To run the above tests cases,
install the developer environment, go to the
~/src/openpower-isa/src/openpower/decoder/isa
directory, and run
python3 test_caller_bigint.py
and python3 test_caller_bitmanip.py
.
Relevant Milestone:
- Bug 771: 2. Creation of Cryptographic-Primitive OpenPower ISA Pseudo-code
3) Reference HDL implementation of some instructions
(full implemention was not possible within limited 2021-02-051 budget nlnet 2021 crypto router)

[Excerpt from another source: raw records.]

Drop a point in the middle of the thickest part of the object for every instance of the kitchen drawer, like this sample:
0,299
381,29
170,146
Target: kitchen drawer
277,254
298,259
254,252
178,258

Code and tests are available:
- HDL implementation of Ternlogi bitmanip instruction
- HDL implementation of Grev bitmanip instruction
- HDL Implementation of Galois Field instructions
- Unit test for the HDL implementation of Ternlogi
- Unit test for the HDL implementation of Grev
- Formal verification for the HDL implementation of Ternlogi
- Formal verification for the HDL implementation of Grev
- Unit test and formal verification for the HDL implementation of Galois Field instructions
To run the HDL tests, just install the developer environment and directly run the test scripts referenced above.
Relevant Milestones:
- Bug 772: 3. Creation of the HDL Code for the Instructions and Associated Unit-Tests
- Bug 840: 8. Formal proofs and unit tests for cryptoprimitives
4) Additional specification of and simulation for concepts like a REMAP engine and element width overrides
These, when implemented also in HDL, will allow hyper-efficient acceleration of many fundamental crypto algorithms in hardware.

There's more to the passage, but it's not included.